A lurking vampire, terrible and lean;
Sometimes behind its windows may be seen
Vague leprous faces, haggard, fungus-white,
That peer and start and ever seem to listen.”
Throughout Howard’s work meanders a thread of dread where civilization is concerned, a sense that settling in a place made by Man carries a curse about it; the more imposing the structure the more it stands conducive to the seduction of men into degeneracy. Sorcerers and vampires usually appear as manipulative horrors twisted out of human form by the corrupting weight of civilization and its shadow-casting edifices.
Something feels different about The Tavern. The building itself is described as a vampire, implying that those trapped within feed the edifice. In light of Howard’s general treatment of civilized architecture as monolithic, this reader suspects that The Tavern might symbolize society in its civilized form, as it hates day and light [illumination] and its denizens “peer and start and ever seem to listen.” Perhaps the pale inmates of the tavern are muted seekers fated to fade away as are the mass of civilized humanity who buy into false promises as the traveler in the first verse did to his undoing.

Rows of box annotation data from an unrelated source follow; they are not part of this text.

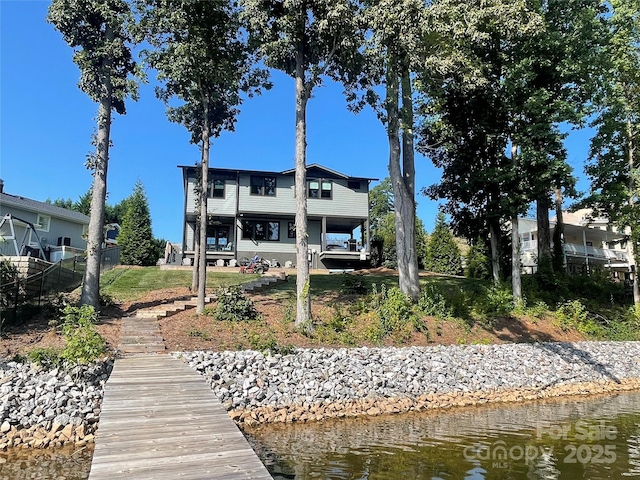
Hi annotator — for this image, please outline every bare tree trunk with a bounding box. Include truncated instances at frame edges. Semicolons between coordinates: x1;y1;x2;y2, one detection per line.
394;65;420;301
489;220;500;285
191;221;200;292
295;41;311;327
80;24;114;309
536;194;552;271
196;107;209;313
627;118;640;306
511;144;522;304
553;187;566;272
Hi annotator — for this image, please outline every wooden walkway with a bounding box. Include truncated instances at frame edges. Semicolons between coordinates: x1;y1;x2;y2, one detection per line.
89;350;271;480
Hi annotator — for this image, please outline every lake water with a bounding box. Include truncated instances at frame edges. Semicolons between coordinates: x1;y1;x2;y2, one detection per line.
245;393;640;480
0;446;93;480
7;393;640;480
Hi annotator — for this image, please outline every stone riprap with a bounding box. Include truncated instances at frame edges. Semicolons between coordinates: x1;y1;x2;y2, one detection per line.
173;342;640;424
0;359;113;450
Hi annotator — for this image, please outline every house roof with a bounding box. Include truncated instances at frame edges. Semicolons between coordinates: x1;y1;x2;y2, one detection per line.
178;163;379;181
0;193;89;225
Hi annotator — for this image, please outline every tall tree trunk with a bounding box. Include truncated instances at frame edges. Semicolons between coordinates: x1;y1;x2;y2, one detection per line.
80;24;114;309
295;41;311;327
627;117;640;306
553;186;565;272
196;105;210;313
488;219;500;285
191;219;200;292
536;193;552;271
511;144;522;304
394;64;420;302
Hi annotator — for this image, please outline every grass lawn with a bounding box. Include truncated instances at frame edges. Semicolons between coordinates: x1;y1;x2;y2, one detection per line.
100;267;259;302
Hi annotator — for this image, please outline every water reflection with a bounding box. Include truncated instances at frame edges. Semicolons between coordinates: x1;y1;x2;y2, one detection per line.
247;393;640;480
0;445;93;480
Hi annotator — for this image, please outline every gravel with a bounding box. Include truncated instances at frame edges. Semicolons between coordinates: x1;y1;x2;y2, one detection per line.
172;342;640;410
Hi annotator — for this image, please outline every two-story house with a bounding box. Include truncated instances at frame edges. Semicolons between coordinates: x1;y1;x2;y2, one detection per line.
179;164;377;269
518;209;631;279
0;184;89;262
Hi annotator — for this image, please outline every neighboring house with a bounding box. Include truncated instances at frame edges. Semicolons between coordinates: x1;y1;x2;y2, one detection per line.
0;181;89;262
518;209;631;279
179;164;377;269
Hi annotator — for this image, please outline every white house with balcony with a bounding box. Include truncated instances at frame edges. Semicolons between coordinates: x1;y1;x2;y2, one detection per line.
179;164;377;269
518;209;631;279
0;180;89;262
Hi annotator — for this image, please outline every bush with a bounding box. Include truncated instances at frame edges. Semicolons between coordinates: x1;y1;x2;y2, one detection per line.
213;287;260;322
371;284;426;342
554;300;606;338
60;312;107;363
418;285;451;318
340;275;367;295
27;347;62;368
476;285;514;317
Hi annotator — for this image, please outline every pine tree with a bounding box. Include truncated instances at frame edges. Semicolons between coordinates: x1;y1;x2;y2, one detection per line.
118;180;158;265
424;212;462;275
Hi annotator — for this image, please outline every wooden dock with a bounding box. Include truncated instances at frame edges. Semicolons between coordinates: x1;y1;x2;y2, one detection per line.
89;353;271;480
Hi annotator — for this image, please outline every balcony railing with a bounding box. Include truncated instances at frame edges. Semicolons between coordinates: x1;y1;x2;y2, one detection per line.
521;240;629;262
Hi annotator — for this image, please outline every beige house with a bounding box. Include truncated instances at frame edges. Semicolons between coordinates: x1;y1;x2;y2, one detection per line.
179;164;377;269
518;209;631;279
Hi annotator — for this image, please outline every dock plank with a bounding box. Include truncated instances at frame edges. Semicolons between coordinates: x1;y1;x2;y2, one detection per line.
89;354;271;480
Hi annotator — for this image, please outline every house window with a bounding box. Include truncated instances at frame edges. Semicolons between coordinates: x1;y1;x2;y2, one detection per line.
207;178;224;198
34;213;51;232
242;220;280;242
207;226;231;251
307;178;333;199
251;175;276;197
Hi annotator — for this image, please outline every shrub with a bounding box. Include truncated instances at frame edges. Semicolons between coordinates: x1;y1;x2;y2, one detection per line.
373;284;423;337
476;285;514;317
554;300;606;338
418;285;451;318
27;347;62;368
213;287;260;322
340;275;367;295
60;316;107;363
49;305;98;329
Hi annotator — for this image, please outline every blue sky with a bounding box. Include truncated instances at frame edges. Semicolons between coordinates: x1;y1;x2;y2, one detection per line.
0;0;588;242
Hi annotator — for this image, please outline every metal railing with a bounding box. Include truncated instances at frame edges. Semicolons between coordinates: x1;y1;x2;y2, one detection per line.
0;248;120;333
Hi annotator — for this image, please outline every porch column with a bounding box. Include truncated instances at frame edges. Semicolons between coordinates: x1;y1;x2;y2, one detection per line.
320;217;327;252
582;230;589;275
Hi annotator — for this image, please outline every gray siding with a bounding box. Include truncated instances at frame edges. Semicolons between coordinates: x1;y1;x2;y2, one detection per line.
307;180;369;218
239;174;296;215
239;174;369;218
187;178;237;216
0;204;87;255
237;220;321;268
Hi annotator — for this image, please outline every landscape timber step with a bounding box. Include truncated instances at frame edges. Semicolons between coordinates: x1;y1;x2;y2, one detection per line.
136;295;216;319
118;317;166;354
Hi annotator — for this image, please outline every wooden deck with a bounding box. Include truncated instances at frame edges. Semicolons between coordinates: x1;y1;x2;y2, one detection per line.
89;354;271;480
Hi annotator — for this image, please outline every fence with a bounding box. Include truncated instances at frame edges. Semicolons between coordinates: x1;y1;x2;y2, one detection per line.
0;247;120;333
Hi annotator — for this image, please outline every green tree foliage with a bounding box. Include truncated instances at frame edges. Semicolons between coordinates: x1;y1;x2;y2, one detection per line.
243;0;363;327
47;0;137;308
44;198;73;210
137;0;266;313
369;177;428;269
465;238;491;280
419;0;602;290
358;0;429;301
585;0;640;305
118;181;160;265
424;212;462;275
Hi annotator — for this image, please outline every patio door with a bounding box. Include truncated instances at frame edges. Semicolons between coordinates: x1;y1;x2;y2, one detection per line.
207;225;231;251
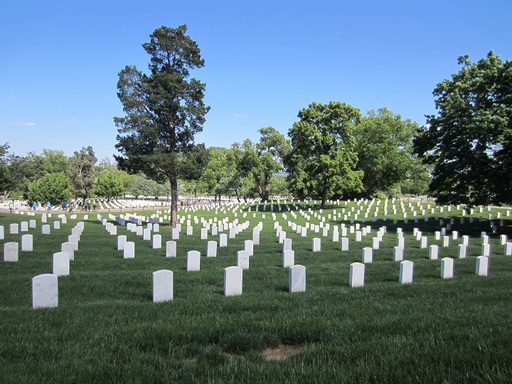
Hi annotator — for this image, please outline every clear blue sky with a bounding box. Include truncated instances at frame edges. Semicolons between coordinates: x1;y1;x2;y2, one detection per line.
0;0;512;159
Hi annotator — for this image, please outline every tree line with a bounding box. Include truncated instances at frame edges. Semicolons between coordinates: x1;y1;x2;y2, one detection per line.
0;25;512;219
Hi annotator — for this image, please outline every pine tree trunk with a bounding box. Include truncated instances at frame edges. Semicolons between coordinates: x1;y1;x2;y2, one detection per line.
169;175;178;228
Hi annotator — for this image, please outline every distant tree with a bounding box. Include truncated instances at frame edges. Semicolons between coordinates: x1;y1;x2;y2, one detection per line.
355;108;419;196
94;170;124;201
68;146;97;203
131;174;171;198
201;147;231;200
253;127;290;201
42;149;68;173
27;172;71;205
285;101;363;207
0;143;11;202
114;25;209;227
414;51;512;206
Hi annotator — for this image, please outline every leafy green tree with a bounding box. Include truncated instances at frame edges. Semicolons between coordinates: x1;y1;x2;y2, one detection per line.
0;143;11;202
42;149;68;173
285;101;363;207
27;172;71;205
201;147;231;200
68;146;97;203
131;174;171;198
414;51;512;206
114;25;209;227
355;108;419;196
253;127;290;201
94;170;124;201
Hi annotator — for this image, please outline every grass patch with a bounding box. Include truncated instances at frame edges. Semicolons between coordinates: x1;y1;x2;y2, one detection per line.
0;202;512;383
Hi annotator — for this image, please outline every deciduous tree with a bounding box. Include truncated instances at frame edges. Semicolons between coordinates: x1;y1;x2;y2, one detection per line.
414;51;512;205
286;101;363;207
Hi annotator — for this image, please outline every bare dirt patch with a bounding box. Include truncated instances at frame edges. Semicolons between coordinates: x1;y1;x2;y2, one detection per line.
262;344;301;361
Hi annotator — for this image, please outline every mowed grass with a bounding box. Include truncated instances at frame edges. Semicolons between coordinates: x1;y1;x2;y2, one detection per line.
0;203;512;383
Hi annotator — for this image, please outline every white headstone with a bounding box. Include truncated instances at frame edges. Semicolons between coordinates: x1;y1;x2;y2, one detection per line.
457;244;468;259
153;269;174;303
53;252;69;276
206;240;217;257
475;256;489;276
399;260;414;284
21;234;34;252
219;233;228;247
117;235;126;251
153;234;162;249
224;267;243;296
341;237;349;251
283;249;295;268
428;244;439;260
187;251;201;272
363;247;373;264
244;240;254;256
4;242;19;261
393;246;404;261
60;242;75;260
32;273;59;308
441;257;453;279
123;241;135;259
313;237;322;252
348;262;364;288
236;250;250;269
165;240;176;257
9;223;20;235
289;264;306;293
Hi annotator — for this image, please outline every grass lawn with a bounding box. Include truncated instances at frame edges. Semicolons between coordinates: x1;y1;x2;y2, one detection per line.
0;202;512;383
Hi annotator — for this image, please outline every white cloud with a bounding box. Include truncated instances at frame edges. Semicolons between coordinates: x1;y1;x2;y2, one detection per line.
12;121;36;127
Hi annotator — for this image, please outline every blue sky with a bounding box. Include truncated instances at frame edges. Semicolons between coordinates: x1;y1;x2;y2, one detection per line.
0;0;512;159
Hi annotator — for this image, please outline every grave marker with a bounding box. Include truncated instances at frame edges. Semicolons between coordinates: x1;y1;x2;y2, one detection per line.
187;251;201;272
289;264;306;293
52;252;69;276
399;260;414;284
153;269;174;303
224;267;243;296
348;262;364;288
32;273;59;309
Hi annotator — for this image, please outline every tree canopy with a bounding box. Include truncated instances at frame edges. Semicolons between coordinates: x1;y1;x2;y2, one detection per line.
114;25;209;226
285;101;363;207
354;108;419;196
414;51;512;205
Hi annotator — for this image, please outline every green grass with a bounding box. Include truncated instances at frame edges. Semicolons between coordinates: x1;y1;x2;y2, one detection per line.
0;203;512;383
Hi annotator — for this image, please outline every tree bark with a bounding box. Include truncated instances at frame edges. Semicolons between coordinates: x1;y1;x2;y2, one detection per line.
169;175;178;228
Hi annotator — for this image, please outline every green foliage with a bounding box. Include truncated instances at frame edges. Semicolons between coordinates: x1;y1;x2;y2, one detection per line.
114;25;209;226
94;170;124;201
42;149;68;173
355;108;419;196
253;127;290;201
130;174;171;198
414;51;512;205
27;172;71;205
68;146;97;201
285;101;363;206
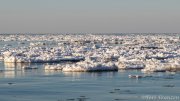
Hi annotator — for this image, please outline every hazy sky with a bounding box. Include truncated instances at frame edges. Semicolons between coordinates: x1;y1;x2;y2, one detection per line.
0;0;180;33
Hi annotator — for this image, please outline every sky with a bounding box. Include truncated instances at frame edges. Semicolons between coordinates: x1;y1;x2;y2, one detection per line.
0;0;180;33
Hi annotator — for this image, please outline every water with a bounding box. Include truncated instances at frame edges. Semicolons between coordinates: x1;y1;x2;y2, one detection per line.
0;39;180;101
0;62;180;101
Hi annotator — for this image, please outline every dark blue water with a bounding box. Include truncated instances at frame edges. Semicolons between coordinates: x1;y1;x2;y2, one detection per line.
0;62;180;101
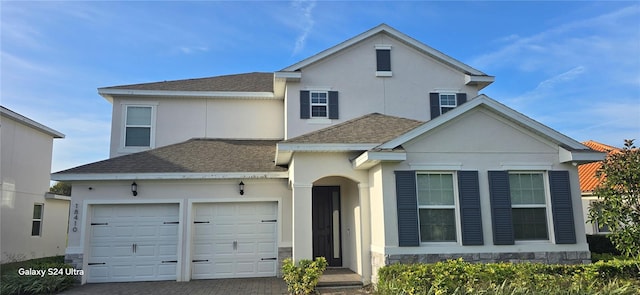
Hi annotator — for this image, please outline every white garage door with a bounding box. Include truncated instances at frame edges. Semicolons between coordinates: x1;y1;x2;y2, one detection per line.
86;204;179;283
191;202;278;279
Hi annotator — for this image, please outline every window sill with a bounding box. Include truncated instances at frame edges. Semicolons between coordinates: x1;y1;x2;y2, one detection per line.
514;240;551;245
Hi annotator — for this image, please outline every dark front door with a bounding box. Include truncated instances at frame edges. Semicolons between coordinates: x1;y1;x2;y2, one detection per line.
312;186;342;266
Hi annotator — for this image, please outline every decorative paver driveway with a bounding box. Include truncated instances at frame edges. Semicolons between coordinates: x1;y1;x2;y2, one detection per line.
60;278;376;295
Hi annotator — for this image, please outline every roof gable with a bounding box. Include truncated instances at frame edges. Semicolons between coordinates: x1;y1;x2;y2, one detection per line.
379;94;589;151
281;24;493;88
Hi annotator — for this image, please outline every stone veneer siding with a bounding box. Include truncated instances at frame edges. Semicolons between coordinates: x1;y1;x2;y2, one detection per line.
276;247;293;278
371;251;591;283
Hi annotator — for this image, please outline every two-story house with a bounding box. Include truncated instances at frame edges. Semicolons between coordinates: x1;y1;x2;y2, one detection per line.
53;24;603;283
0;106;71;263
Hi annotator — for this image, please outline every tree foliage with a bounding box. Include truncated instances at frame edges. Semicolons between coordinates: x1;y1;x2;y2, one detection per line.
589;140;640;257
49;182;71;196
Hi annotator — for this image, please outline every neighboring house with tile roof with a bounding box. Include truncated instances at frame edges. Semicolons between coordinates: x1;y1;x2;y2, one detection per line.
53;24;603;283
578;140;621;235
0;106;71;263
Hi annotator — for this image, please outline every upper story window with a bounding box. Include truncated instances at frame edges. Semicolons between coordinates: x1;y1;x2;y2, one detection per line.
300;90;339;119
375;44;392;77
31;204;44;236
124;105;155;148
509;172;549;241
440;93;458;114
429;92;467;119
311;91;329;118
417;173;457;242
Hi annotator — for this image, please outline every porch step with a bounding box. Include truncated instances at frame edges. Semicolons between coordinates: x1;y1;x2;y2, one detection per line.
317;268;363;289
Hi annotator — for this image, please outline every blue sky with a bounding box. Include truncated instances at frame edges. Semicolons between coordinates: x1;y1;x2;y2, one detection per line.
0;1;640;171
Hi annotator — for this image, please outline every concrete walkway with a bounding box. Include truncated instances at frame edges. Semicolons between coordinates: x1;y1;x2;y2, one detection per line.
60;278;370;295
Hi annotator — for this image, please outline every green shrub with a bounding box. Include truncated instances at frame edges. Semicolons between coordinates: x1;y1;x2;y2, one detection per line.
376;259;640;295
282;257;327;295
0;259;77;295
587;235;620;255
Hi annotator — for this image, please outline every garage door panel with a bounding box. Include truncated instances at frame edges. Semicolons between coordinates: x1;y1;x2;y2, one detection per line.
192;202;277;279
87;204;179;282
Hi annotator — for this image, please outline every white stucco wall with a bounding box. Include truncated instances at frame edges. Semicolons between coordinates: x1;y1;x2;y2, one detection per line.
374;109;588;254
110;97;284;157
286;34;478;138
0;115;69;262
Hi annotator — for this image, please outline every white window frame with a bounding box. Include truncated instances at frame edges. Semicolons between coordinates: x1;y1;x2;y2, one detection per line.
589;201;611;235
120;103;158;152
509;170;554;244
416;171;462;246
31;203;44;237
309;90;329;119
438;92;458;115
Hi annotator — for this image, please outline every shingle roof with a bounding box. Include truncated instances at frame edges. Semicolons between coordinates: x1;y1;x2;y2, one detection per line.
578;140;620;192
283;113;424;144
54;139;287;175
102;73;273;92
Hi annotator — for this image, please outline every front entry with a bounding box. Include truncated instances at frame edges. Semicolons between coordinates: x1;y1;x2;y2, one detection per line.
312;186;342;267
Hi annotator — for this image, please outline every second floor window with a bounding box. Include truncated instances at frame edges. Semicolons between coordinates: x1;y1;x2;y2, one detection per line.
31;204;44;236
440;93;458;114
124;106;153;147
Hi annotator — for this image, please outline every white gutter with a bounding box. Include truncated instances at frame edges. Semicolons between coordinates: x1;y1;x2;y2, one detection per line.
51;171;289;181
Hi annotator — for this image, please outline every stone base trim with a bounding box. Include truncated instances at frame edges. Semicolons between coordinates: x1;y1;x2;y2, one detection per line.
371;251;591;282
276;247;293;278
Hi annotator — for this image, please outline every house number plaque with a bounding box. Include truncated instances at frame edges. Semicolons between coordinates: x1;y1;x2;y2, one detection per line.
71;203;78;233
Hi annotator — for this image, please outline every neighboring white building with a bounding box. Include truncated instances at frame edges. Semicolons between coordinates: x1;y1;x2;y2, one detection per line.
52;24;604;283
578;140;622;235
0;106;70;263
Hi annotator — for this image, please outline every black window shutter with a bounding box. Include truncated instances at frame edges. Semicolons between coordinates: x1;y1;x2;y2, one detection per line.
456;93;467;106
376;49;391;71
429;92;440;120
549;171;576;244
396;171;420;247
489;171;515;245
329;91;339;119
458;171;484;245
300;90;311;119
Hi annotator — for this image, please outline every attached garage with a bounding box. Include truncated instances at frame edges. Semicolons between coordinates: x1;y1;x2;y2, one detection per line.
191;202;278;279
86;204;180;283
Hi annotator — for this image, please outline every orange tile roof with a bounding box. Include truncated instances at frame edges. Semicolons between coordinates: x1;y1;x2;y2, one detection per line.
578;140;620;193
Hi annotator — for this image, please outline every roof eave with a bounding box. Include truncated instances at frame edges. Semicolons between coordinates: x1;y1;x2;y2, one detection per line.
558;147;607;165
98;88;279;102
464;74;496;90
351;151;407;170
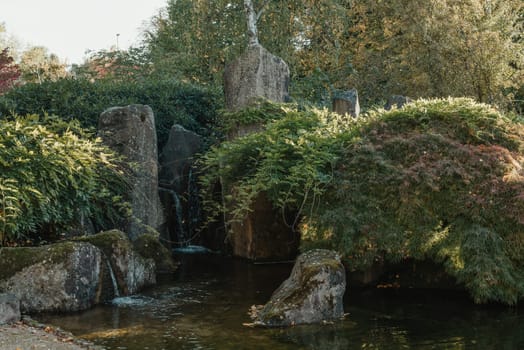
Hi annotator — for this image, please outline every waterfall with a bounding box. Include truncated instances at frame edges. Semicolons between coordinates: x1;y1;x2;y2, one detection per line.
171;191;189;247
106;257;120;298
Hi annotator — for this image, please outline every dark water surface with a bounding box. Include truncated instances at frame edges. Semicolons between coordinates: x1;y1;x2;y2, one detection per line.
39;255;524;350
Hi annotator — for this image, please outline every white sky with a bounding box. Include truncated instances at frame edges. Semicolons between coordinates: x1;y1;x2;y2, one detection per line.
0;0;167;64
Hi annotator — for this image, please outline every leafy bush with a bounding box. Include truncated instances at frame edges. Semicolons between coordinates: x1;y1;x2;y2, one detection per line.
203;99;524;304
0;115;129;245
200;103;354;226
0;78;221;146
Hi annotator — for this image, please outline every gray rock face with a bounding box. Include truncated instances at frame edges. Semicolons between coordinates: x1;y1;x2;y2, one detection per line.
229;194;300;261
384;95;411;110
98;105;164;240
0;230;156;313
0;294;22;325
74;230;156;296
159;124;202;193
0;242;102;313
252;249;346;327
333;89;360;118
224;45;290;110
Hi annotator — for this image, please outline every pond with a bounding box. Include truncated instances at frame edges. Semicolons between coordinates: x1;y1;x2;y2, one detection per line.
37;254;524;350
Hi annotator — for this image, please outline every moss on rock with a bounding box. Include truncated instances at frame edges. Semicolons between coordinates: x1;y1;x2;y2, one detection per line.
133;234;177;273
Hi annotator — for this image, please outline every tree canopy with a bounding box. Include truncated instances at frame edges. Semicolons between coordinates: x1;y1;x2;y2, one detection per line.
146;0;524;107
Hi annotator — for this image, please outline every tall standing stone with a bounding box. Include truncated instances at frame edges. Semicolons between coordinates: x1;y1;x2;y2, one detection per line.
98;105;164;240
224;45;290;110
333;89;360;118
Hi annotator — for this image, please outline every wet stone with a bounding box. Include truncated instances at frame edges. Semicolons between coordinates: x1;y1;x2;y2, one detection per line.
0;293;21;324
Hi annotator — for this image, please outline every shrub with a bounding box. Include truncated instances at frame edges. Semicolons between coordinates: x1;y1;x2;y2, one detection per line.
203;99;524;304
0;78;221;146
0;115;128;244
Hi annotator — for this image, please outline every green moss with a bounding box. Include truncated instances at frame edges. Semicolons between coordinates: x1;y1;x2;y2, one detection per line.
74;230;131;257
133;234;177;273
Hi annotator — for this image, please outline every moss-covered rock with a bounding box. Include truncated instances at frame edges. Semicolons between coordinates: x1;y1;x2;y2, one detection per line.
133;233;178;273
0;242;102;313
76;230;156;295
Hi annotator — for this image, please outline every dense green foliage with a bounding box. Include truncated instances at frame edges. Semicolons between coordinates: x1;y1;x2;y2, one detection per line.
0;79;221;146
0;115;128;245
203;99;524;304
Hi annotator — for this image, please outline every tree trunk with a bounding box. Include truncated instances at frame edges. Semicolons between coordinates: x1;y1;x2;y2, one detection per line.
244;0;259;46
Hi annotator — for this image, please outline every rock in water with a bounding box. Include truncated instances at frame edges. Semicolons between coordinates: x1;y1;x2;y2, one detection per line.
253;249;346;327
0;242;102;313
0;294;21;325
98;105;164;240
224;45;290;110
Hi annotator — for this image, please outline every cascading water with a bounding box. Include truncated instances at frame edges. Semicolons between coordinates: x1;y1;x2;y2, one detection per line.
172;191;190;247
106;258;120;298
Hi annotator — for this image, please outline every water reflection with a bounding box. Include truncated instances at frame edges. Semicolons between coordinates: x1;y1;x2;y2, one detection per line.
37;255;524;350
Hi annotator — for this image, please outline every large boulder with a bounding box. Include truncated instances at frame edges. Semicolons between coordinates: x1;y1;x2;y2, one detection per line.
0;293;22;325
159;124;202;193
0;230;156;313
159;124;202;246
74;230;156;296
0;242;102;313
252;249;346;327
224;45;290;110
98;105;164;240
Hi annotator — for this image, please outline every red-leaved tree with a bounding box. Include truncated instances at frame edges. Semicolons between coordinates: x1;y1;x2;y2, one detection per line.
0;48;20;95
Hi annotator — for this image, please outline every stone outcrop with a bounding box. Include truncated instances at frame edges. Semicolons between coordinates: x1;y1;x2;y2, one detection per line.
224;45;290;110
98;105;164;240
133;234;178;273
159;124;202;193
0;230;156;313
222;43;299;260
74;230;156;296
384;95;412;110
0;242;102;313
252;249;346;327
0;293;22;325
159;124;202;247
333;89;360;118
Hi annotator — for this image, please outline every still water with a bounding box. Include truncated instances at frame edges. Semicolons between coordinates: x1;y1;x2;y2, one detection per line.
39;255;524;350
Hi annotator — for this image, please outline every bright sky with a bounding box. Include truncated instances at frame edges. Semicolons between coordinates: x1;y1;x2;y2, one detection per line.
0;0;167;64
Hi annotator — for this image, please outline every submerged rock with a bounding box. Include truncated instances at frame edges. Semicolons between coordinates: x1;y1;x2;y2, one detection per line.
252;249;346;327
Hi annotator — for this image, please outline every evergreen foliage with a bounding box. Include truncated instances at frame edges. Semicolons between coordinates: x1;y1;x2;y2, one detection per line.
0;78;221;146
202;99;524;304
0;115;129;246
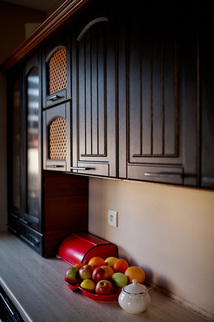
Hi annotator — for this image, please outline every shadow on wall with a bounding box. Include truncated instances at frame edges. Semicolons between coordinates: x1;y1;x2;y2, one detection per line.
0;72;7;231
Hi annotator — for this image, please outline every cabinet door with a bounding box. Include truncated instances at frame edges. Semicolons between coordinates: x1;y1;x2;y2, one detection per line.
20;55;42;232
121;11;197;185
43;32;71;107
71;17;116;177
43;102;70;171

Viewed more broadly this reader takes The Tavern as a simple study of the alienated perspective. A friend of mine has often described looking at society, at its workings, at his place of work, along such dark lines as those employed above, seeing himself cast in a mold that will not be admitted by the social construct, forever occupying a dark periphery as he gazes with disgust upon the human condition. Perhaps the writing of this poem came at such a time in the author’s inner life.
Perhaps, The Tavern was simply an exercise in evoking a sense of horror in the reader's mind. If so, it worked with sinister effect.